Environmental justice organizations in the United States often have limited resources. An article in AlterNet critiqued the environmental movement’s tendency to fund large organizations at the expense of supporting grassroots groups; this may be part of the reason that environmental justice groups lack funding to expand their work.
Fortunately, a little Internet-savvy assistance can go a long way toward helping environmental justice groups succeed. Using online resources can save time and money for small nonprofits; it can also reduce the extent to which they duplicate one another’s work. Finally, using online resources can also help to build community and amplify the voices of environmental justice nonprofits.
Databases and Wikis
Wikis and databases are great collaboration tools for small nonprofits that are interested in building coalitions. Environmental justice groups can work together regionally, nationally or locally and share lists of resources that they use to advance their work.
This year, the New England Environmental Justice Forum volunteers have created a wiki which pulls together the names of local organizations and lists resources they can use. The site also has a forum.
Case Study Websites
Sharing successes and failures can build grassroots movements and help groups learn from one another. Groups can also use case studies as real-world examples when seeking support in the community or from funding agencies. Case studies can also provide stories and quotes for social media outreach and annual reports.
The website CBSM.com is a good example of how environmental and health organizations can share success stories, ask one another questions, and troubleshoot their outreach approaches. Environmental justice groups could adopt the same approach and share their successes and failures. Environmental outreach can be a complicated and challenging activity; learning from other groups can make this process easier and save time for busy nonprofit staff.
Building collaboration between environmental justice groups and white-collar professionals is critical to the success of legal initiatives. Alternatives for Community and Environment, a Boston-based nonprofit, has organized a network of legal and environmental professionals called MEJAN. These professionals could use a Q&A website similar to Quora or Yahoo! Answers to answer questions for one another, environmental justice advocates, and their community supporters.

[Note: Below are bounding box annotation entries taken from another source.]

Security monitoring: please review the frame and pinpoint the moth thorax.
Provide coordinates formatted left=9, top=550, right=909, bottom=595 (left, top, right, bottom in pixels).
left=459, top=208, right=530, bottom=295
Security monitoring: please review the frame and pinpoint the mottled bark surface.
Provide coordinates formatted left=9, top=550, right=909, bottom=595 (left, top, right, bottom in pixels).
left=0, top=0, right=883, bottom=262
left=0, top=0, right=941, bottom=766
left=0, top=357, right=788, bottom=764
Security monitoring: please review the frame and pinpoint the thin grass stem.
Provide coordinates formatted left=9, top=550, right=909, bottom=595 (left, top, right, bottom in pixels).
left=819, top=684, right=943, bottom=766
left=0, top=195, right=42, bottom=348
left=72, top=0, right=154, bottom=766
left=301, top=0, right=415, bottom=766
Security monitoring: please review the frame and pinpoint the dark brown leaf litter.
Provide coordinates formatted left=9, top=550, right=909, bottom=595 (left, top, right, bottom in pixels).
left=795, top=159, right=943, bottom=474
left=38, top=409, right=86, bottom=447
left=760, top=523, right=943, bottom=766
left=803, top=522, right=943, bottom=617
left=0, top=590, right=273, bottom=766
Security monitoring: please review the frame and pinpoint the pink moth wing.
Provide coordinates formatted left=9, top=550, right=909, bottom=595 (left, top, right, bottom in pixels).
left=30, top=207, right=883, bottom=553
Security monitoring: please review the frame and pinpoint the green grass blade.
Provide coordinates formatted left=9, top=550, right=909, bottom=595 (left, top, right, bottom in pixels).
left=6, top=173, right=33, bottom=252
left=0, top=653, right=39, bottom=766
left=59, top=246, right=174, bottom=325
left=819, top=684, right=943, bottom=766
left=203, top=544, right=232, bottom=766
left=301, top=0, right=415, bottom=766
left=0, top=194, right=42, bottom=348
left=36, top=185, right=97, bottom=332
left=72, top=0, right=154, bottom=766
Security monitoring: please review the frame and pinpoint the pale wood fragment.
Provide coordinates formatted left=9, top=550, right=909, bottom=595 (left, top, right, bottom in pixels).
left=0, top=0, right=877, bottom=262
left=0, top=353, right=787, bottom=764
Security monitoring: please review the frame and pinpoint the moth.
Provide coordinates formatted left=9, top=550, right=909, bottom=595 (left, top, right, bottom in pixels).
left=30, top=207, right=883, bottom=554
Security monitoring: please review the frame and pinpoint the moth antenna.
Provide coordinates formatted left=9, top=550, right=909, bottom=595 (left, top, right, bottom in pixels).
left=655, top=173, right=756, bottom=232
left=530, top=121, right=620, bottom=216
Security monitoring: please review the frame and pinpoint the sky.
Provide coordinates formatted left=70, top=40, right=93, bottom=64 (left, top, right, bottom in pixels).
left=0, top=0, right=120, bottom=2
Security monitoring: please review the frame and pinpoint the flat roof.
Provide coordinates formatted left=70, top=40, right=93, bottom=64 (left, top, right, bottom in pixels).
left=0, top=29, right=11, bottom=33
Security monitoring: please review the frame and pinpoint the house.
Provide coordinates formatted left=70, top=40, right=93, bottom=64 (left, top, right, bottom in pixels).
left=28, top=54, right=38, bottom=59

Many organizations, including the EPA, provide online databases which environmental justice organizations can mine for information. This can yield data about local Superfund sites, leaky underground storage tanks, air pollution sources, and more. Here are links to a few of them:
Leaking underground storage tank databases are located on state websites; for example, here‘s the one for Texas.
Social media can influence public opinion, create accountability, and highlight stories that nonprofits want to tell. Environmental justice groups can use Twitter and Facebook to post the outcomes of public hearings, track the performance of business or government organizations, and broadcast that information to interested audiences. Alternatives for Community and Environment already uses Twitter to announce decisions at public hearings and share quotes from speakers.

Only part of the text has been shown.